The selection of Mr. Etergino as Chief Financial Officer was not pursuant to any arrangement or understanding with respect to any other person. There are no family relationships between Mr. Etergino and any director or executive officer of the Company, and there are no transactions between Mr. Etergino and the Company that would be required to be reported under Item 404(a) of Regulation S-K.
Mr. Etergino will receive an annual base salary of $400,000. Mr.
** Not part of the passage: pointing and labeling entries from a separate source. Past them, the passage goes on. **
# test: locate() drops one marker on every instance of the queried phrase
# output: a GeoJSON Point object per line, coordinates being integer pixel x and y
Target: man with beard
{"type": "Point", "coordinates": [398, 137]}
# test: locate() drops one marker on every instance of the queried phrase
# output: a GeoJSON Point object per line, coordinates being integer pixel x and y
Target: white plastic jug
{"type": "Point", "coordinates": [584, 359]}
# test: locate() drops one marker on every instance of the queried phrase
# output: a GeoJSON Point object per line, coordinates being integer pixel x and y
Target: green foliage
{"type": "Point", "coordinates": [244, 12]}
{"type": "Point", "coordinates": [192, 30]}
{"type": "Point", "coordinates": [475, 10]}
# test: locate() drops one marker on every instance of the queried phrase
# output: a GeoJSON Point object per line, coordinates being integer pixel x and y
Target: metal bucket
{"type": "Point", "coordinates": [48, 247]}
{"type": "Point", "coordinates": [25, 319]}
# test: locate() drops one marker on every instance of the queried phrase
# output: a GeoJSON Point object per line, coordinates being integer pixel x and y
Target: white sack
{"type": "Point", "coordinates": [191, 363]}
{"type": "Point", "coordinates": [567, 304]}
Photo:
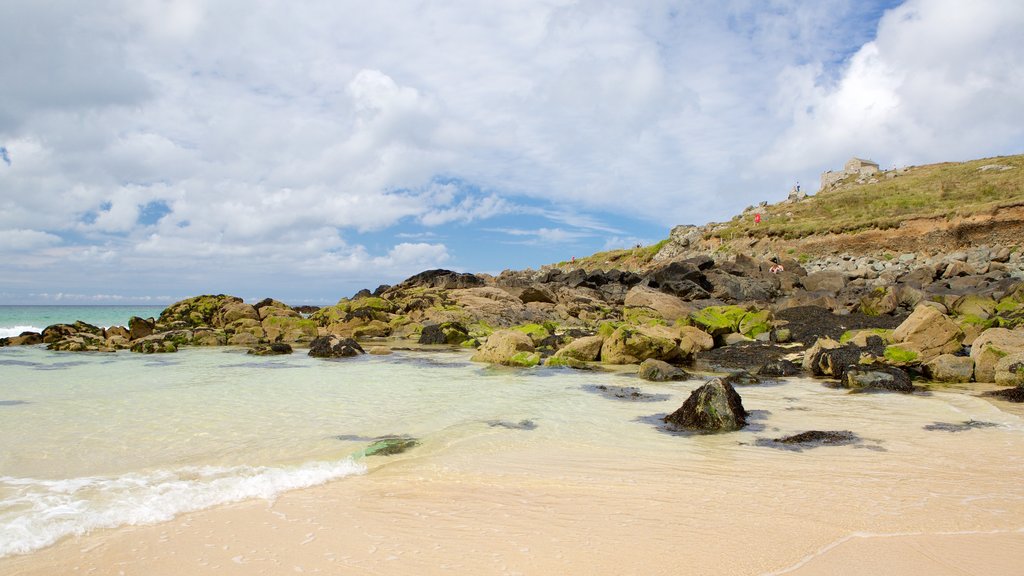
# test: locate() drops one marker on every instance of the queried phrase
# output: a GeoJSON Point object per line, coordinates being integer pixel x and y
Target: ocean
{"type": "Point", "coordinates": [17, 319]}
{"type": "Point", "coordinates": [101, 441]}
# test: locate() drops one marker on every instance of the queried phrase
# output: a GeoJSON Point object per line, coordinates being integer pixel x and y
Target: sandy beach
{"type": "Point", "coordinates": [443, 516]}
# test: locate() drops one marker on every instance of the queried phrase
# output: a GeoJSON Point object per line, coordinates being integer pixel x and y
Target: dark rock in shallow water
{"type": "Point", "coordinates": [778, 368]}
{"type": "Point", "coordinates": [390, 446]}
{"type": "Point", "coordinates": [953, 427]}
{"type": "Point", "coordinates": [741, 378]}
{"type": "Point", "coordinates": [445, 333]}
{"type": "Point", "coordinates": [811, 439]}
{"type": "Point", "coordinates": [334, 346]}
{"type": "Point", "coordinates": [1010, 395]}
{"type": "Point", "coordinates": [520, 425]}
{"type": "Point", "coordinates": [270, 350]}
{"type": "Point", "coordinates": [660, 371]}
{"type": "Point", "coordinates": [865, 378]}
{"type": "Point", "coordinates": [713, 407]}
{"type": "Point", "coordinates": [631, 394]}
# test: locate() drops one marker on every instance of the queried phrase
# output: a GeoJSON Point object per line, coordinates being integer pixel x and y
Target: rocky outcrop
{"type": "Point", "coordinates": [713, 407]}
{"type": "Point", "coordinates": [508, 347]}
{"type": "Point", "coordinates": [658, 371]}
{"type": "Point", "coordinates": [334, 346]}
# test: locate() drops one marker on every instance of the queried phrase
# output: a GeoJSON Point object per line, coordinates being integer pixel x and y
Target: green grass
{"type": "Point", "coordinates": [935, 191]}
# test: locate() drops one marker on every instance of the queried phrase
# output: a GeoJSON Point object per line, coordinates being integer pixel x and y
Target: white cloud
{"type": "Point", "coordinates": [275, 133]}
{"type": "Point", "coordinates": [16, 240]}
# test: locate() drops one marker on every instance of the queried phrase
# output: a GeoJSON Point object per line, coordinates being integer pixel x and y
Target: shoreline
{"type": "Point", "coordinates": [475, 509]}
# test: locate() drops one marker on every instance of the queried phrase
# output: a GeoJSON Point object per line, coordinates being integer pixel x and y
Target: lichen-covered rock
{"type": "Point", "coordinates": [451, 333]}
{"type": "Point", "coordinates": [660, 371]}
{"type": "Point", "coordinates": [992, 345]}
{"type": "Point", "coordinates": [509, 347]}
{"type": "Point", "coordinates": [204, 311]}
{"type": "Point", "coordinates": [290, 329]}
{"type": "Point", "coordinates": [334, 346]}
{"type": "Point", "coordinates": [777, 368]}
{"type": "Point", "coordinates": [275, 348]}
{"type": "Point", "coordinates": [865, 378]}
{"type": "Point", "coordinates": [949, 368]}
{"type": "Point", "coordinates": [587, 348]}
{"type": "Point", "coordinates": [693, 340]}
{"type": "Point", "coordinates": [634, 344]}
{"type": "Point", "coordinates": [1010, 370]}
{"type": "Point", "coordinates": [928, 332]}
{"type": "Point", "coordinates": [713, 407]}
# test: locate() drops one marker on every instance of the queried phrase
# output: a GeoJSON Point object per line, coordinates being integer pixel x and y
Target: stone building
{"type": "Point", "coordinates": [854, 167]}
Etergino will be eligible to participate in the Company’s annual executive bonus plan, the form of which is filed as Exhibit 10.10 to the Company’s Registration Statement on Form S‑1 filed with the Securities Exchange Commission on May 17, 2021 (the “Form S-1”), with an annual target bonus of $250,000, which amount will not be prorated for fiscal year 2022. Subject to approval by the Company’s Compensation Committee, Mr. Etergino will also (i) receive an option award to purchase 180,000 shares of the Company’s common stock, which will vest over a four-year period with one-fourth (1/4) of the award vesting on or about March 28, 2023, and the remainder of the award vesting in equal monthly installments thereafter, subject to his continued service to the Company, and (ii) a restricted stock unit award of 265,000 stock units, which will vest over a four-year period with one-fourth (1/4) of the award vesting on or about March 28, 2023, and the remainder of the award vesting in equal quarterly installments thereafter, subject to his continued service to the Company, in each case pursuant to the Company’s 2021 Stock Incentive Plan. Mr. Etergino will be eligible for severance benefits under the Company’s Executive Severance Plan, which is filed as Exhibit 10.11 to the Form S‑1; provided, however, that the definition of “Good Reason” under the Executive Severance Plan shall be modified for Mr. Etergino such that any role in which Mr. Etergino ceases to be the chief financial officer of a publicly traded company, including any assignment to the role of chief financial officer of a subsidiary entity or company, shall be deemed to be a material diminution of duties, responsibilities, and title in addition to the reasons set forth in the Executive Severance Plan.
The foregoing description of Mr. Etergino’s offer letter is qualified in its entirety by reference to the full text of the agreement, which is attached hereto as Exhibit 10.1. Additionally, Mr. Etergino will enter into a standard indemnification agreement with the Company in the form previously approved by the Board, which is filed as Exhibit 10.3 to the Form S‑1.
A copy of the press release on March 1, 2022 announcing the departure of Ms. Nguyen and the appointment of Mr. Etergino is attached hereto as Exhibit 99.1.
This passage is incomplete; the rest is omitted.